I was standing in an alfalfa pivot last spring with a grower, looking over the fence at his neighbor’s hay field. He told me that the neighbor had been bragging about how he got a half a ton per acre more yield on that side of the fence because he put down dry fertilizer, then hit it with liquid a couple of weeks before the first cutting, and then again before the second cutting. The grower recalled, “I told him, well, you keep buying fertilizer, and I’ll just buy that extra hay. We’ll see who comes out better!”
That made me think that, depending on the markets, either one of them could come out on top.
What if you came out even every year? There’s a simple way to make that happen. Did grandpa ever tell you to hedge your bets? Or should you not carry all your eggs in one basket? I bet he did. If you mitigate risks with your fertilizer and soil, you’re hedging your bets against high fertilizer prices, high hay prices, supply constraints, and the biggest monkey wrench god throws at us all…weather. At Rocky Mountain Supply, our sales agronomists can help you hedge your bets in the field. This could be adjusting a fertilizer blend when one product gets really expensive, protecting the fertilizer by using one of our products designed specifically to maximize plant use efficiency, or simply using a product on your field that unleashes the potential of your soil.
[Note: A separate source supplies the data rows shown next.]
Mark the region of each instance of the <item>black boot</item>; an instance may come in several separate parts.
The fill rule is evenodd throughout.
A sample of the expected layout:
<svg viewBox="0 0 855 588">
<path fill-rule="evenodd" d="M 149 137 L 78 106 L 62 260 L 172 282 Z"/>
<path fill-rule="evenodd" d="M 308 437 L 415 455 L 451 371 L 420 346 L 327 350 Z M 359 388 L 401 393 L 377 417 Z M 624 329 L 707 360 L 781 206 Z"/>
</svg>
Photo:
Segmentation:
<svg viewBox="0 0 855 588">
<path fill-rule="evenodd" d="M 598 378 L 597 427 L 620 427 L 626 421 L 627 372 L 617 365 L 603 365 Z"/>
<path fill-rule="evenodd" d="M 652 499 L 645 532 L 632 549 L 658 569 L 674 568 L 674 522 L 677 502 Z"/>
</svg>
We stock several options at our fertilizer plants that can be tailored to your specific field and/or operation to maximize your plant nutrition dollars. So, instead of just throwing on the same old N-P-K blend that always worked for grandpa, maybe it’s time to cut back on the ammonium sulfate and instead throw on a little humic acid if that’s what the field calls for. Or maybe this is the year that you spend $2.50/ac on Contain urea nitrogen stabilizer so that you can actually get all 80 units of N into those plants. Or…maybe it’s time to see what’s already in the soil that isn’t getting used by the plants and figure out what is needed to unlock that asset that you already have. The bottom line is that
we’re here to help you figure that out, and even though the going might be tough this spring, it’s time that we get going on playing the hand we’re delt! That’s what grandpa did!